En clair, et pour reprendre l’explication d’une universitaire algérienne installée dans l’État du Maine, on peut très bien avoir affaire à un dentiste ou un architecte qui déplorera en public le discours raciste de Trump, qui se dira effrayé par son discours clivant et son comportement et ses « tweets » erratiques, mais qui, au final, vote pour lui en pensant à sa déclaration annuelle de revenus. Money, is the key my friend ! Il faudra aussi s’interroger sérieusement sur le fait que les électeurs originaires d’Amérique latine ou centrale, les « Latinos », ont voté pour Trump malgré ses discours racistes à leur encontre (il semble qu’en Floride, le matraquage présentant Biden comme socialiste a touché les électeurs d’origine cubaine et venezuelienne). Idem pour les « seniors » dont on disait qu’ils étaient ulcérés par la mauvaise gestion de la pandémie de Covid-19. Tout cela, à l’exception des retraités de l’Arizona, ne s’est pas vérifié dans les urnes. Quel que soit le résultat, Trump a créé la surprise.
Le troisième enseignement, est d’ailleurs lié aux sondages qui donnaient Joe Biden largement gagnant du scrutin. Aux États-Unis, le sondage est une véritable industrie. Cette dernière alimente en chiffres et pourcentages le monde politique mais aussi les médias, les acteurs culturels (maisons d’édition, cinéma, etc.). Elle est devenue tellement envahissante qu’elle tend à remplacer les vraies enquêtes, le porte-à-porte, le recours à de vraies études sociologiques menées au long cours. Ces dernières auraient peut-être alerté le parti démocrate que les « latinos » de Floride voteraient en masse pour Trump. Bref, le sondage n’est ni une vérité et certainement pas une prédiction en béton. Pour les journalistes, où qu’ils soient, cela permet de rappeler ces règles de prudence trop souvent oubliées : un sondage n’est pas un argument politique ou électoral, ce n’est pas une certitude et, surtout, ce n’est pas un matériau journalistique à favoriser surtout quand on n’a aucune idée de la manière avec laquelle il a été réalisé, aussi connu soit l’institut qui en est l’auteur.

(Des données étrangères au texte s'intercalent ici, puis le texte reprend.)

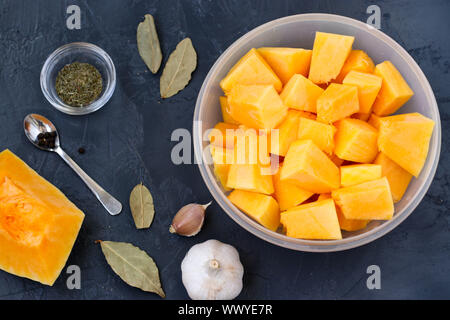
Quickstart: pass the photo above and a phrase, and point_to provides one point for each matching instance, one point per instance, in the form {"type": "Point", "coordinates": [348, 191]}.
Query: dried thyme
{"type": "Point", "coordinates": [78, 84]}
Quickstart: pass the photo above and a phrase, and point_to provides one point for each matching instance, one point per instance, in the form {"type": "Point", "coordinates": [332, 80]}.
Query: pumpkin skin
{"type": "Point", "coordinates": [38, 224]}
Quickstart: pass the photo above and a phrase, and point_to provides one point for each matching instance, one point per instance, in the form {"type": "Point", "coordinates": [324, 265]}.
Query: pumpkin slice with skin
{"type": "Point", "coordinates": [38, 224]}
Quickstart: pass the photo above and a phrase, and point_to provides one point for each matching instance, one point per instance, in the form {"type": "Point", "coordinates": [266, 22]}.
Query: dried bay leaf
{"type": "Point", "coordinates": [179, 67]}
{"type": "Point", "coordinates": [133, 266]}
{"type": "Point", "coordinates": [148, 43]}
{"type": "Point", "coordinates": [141, 205]}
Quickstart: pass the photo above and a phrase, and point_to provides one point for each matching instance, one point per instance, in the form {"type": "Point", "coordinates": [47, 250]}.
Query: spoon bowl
{"type": "Point", "coordinates": [43, 134]}
{"type": "Point", "coordinates": [36, 125]}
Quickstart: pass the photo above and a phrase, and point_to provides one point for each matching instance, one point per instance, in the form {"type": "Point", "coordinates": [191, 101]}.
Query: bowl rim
{"type": "Point", "coordinates": [97, 104]}
{"type": "Point", "coordinates": [318, 245]}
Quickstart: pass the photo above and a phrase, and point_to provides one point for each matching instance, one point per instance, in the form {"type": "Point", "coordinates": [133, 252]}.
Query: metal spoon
{"type": "Point", "coordinates": [35, 124]}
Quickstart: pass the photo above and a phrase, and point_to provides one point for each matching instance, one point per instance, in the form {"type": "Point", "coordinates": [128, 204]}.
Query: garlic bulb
{"type": "Point", "coordinates": [212, 271]}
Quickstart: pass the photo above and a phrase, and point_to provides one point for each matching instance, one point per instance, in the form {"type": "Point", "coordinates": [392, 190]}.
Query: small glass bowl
{"type": "Point", "coordinates": [81, 52]}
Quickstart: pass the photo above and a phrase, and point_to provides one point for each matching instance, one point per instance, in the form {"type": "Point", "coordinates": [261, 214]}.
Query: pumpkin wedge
{"type": "Point", "coordinates": [38, 224]}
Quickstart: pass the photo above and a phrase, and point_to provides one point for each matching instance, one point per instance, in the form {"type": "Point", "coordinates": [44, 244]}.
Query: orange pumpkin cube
{"type": "Point", "coordinates": [252, 146]}
{"type": "Point", "coordinates": [287, 194]}
{"type": "Point", "coordinates": [366, 201]}
{"type": "Point", "coordinates": [256, 106]}
{"type": "Point", "coordinates": [262, 208]}
{"type": "Point", "coordinates": [315, 220]}
{"type": "Point", "coordinates": [345, 224]}
{"type": "Point", "coordinates": [368, 87]}
{"type": "Point", "coordinates": [405, 139]}
{"type": "Point", "coordinates": [38, 224]}
{"type": "Point", "coordinates": [359, 173]}
{"type": "Point", "coordinates": [336, 160]}
{"type": "Point", "coordinates": [394, 92]}
{"type": "Point", "coordinates": [301, 93]}
{"type": "Point", "coordinates": [286, 62]}
{"type": "Point", "coordinates": [398, 178]}
{"type": "Point", "coordinates": [356, 141]}
{"type": "Point", "coordinates": [306, 166]}
{"type": "Point", "coordinates": [227, 118]}
{"type": "Point", "coordinates": [250, 177]}
{"type": "Point", "coordinates": [350, 224]}
{"type": "Point", "coordinates": [357, 60]}
{"type": "Point", "coordinates": [223, 135]}
{"type": "Point", "coordinates": [320, 133]}
{"type": "Point", "coordinates": [330, 51]}
{"type": "Point", "coordinates": [374, 121]}
{"type": "Point", "coordinates": [287, 133]}
{"type": "Point", "coordinates": [249, 70]}
{"type": "Point", "coordinates": [337, 102]}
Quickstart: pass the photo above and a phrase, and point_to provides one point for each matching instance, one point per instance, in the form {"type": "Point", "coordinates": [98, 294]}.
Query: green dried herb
{"type": "Point", "coordinates": [78, 84]}
{"type": "Point", "coordinates": [179, 67]}
{"type": "Point", "coordinates": [133, 266]}
{"type": "Point", "coordinates": [148, 43]}
{"type": "Point", "coordinates": [141, 204]}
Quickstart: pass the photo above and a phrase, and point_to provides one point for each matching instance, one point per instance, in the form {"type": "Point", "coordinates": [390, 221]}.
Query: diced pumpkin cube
{"type": "Point", "coordinates": [251, 69]}
{"type": "Point", "coordinates": [222, 158]}
{"type": "Point", "coordinates": [366, 201]}
{"type": "Point", "coordinates": [356, 141]}
{"type": "Point", "coordinates": [250, 177]}
{"type": "Point", "coordinates": [405, 139]}
{"type": "Point", "coordinates": [287, 133]}
{"type": "Point", "coordinates": [320, 133]}
{"type": "Point", "coordinates": [336, 160]}
{"type": "Point", "coordinates": [223, 135]}
{"type": "Point", "coordinates": [361, 116]}
{"type": "Point", "coordinates": [398, 178]}
{"type": "Point", "coordinates": [374, 121]}
{"type": "Point", "coordinates": [287, 194]}
{"type": "Point", "coordinates": [262, 208]}
{"type": "Point", "coordinates": [222, 155]}
{"type": "Point", "coordinates": [324, 196]}
{"type": "Point", "coordinates": [227, 118]}
{"type": "Point", "coordinates": [357, 60]}
{"type": "Point", "coordinates": [330, 51]}
{"type": "Point", "coordinates": [368, 87]}
{"type": "Point", "coordinates": [316, 220]}
{"type": "Point", "coordinates": [252, 146]}
{"type": "Point", "coordinates": [301, 93]}
{"type": "Point", "coordinates": [394, 92]}
{"type": "Point", "coordinates": [350, 224]}
{"type": "Point", "coordinates": [256, 106]}
{"type": "Point", "coordinates": [337, 102]}
{"type": "Point", "coordinates": [306, 166]}
{"type": "Point", "coordinates": [286, 62]}
{"type": "Point", "coordinates": [359, 173]}
{"type": "Point", "coordinates": [345, 224]}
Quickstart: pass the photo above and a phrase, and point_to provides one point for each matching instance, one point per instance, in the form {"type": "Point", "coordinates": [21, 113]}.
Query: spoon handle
{"type": "Point", "coordinates": [112, 205]}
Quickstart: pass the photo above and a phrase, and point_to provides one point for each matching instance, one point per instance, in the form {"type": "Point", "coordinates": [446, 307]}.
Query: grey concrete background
{"type": "Point", "coordinates": [128, 141]}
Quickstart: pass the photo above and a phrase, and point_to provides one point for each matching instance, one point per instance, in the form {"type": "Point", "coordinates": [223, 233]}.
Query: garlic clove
{"type": "Point", "coordinates": [189, 219]}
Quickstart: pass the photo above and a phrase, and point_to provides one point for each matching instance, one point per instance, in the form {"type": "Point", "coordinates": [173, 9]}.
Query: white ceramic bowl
{"type": "Point", "coordinates": [299, 31]}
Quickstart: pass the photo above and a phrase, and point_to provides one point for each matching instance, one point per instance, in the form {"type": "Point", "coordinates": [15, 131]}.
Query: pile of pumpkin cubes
{"type": "Point", "coordinates": [308, 145]}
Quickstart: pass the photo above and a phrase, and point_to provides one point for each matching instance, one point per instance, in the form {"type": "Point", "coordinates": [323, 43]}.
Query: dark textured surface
{"type": "Point", "coordinates": [128, 141]}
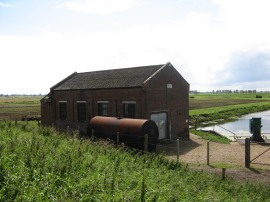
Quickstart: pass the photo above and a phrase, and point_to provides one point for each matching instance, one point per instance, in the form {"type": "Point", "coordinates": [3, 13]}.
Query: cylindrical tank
{"type": "Point", "coordinates": [131, 131]}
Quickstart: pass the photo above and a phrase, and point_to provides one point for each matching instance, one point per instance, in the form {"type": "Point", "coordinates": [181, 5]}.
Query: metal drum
{"type": "Point", "coordinates": [131, 132]}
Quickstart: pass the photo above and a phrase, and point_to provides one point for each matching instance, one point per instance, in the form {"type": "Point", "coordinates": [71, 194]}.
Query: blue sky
{"type": "Point", "coordinates": [214, 44]}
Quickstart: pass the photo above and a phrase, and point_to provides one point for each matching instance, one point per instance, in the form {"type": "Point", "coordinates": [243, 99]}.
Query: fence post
{"type": "Point", "coordinates": [117, 139]}
{"type": "Point", "coordinates": [223, 173]}
{"type": "Point", "coordinates": [146, 142]}
{"type": "Point", "coordinates": [68, 130]}
{"type": "Point", "coordinates": [92, 133]}
{"type": "Point", "coordinates": [247, 153]}
{"type": "Point", "coordinates": [178, 149]}
{"type": "Point", "coordinates": [207, 154]}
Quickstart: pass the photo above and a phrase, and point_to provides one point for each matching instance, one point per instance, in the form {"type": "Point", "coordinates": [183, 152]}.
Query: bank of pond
{"type": "Point", "coordinates": [40, 164]}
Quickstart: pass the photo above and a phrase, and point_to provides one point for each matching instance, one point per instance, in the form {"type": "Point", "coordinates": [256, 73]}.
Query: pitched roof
{"type": "Point", "coordinates": [117, 78]}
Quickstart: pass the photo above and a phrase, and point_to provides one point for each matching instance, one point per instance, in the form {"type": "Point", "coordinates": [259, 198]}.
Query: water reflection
{"type": "Point", "coordinates": [240, 127]}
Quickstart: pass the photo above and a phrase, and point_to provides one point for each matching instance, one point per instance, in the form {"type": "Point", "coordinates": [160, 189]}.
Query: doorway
{"type": "Point", "coordinates": [161, 120]}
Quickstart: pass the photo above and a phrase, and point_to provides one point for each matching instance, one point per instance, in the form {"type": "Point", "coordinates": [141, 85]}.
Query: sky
{"type": "Point", "coordinates": [214, 44]}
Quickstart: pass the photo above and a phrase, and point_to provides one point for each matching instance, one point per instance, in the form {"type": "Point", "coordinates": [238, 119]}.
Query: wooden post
{"type": "Point", "coordinates": [92, 133]}
{"type": "Point", "coordinates": [178, 149]}
{"type": "Point", "coordinates": [68, 130]}
{"type": "Point", "coordinates": [117, 138]}
{"type": "Point", "coordinates": [146, 142]}
{"type": "Point", "coordinates": [247, 153]}
{"type": "Point", "coordinates": [207, 155]}
{"type": "Point", "coordinates": [223, 173]}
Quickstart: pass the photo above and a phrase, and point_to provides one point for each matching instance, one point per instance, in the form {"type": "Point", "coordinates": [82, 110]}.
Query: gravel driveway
{"type": "Point", "coordinates": [230, 156]}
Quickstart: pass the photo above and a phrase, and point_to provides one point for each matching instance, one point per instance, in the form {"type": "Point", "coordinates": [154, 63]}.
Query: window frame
{"type": "Point", "coordinates": [63, 110]}
{"type": "Point", "coordinates": [81, 111]}
{"type": "Point", "coordinates": [101, 108]}
{"type": "Point", "coordinates": [129, 109]}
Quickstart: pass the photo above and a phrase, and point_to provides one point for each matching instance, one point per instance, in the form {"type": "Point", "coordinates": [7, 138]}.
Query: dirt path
{"type": "Point", "coordinates": [230, 156]}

Enfin, parmi d’autres enseignements à venir, on relèvera que les électeurs de Donald Trump n’ont pas hésité à aller voter malgré les risques sanitaires contrairement à la majorité des démocrates qui ont voté par correspondance. Cette conviction que le virus n’est pas dangereux ou qu’il faut vivre avec quels qu’en soient les dangers est sidérante. Elle prouve que Trump et ses discours niant la gravité de l’épidémie rencontrent une vraie adhésion populaire. Il est des absences de raison qui défient l’entendement.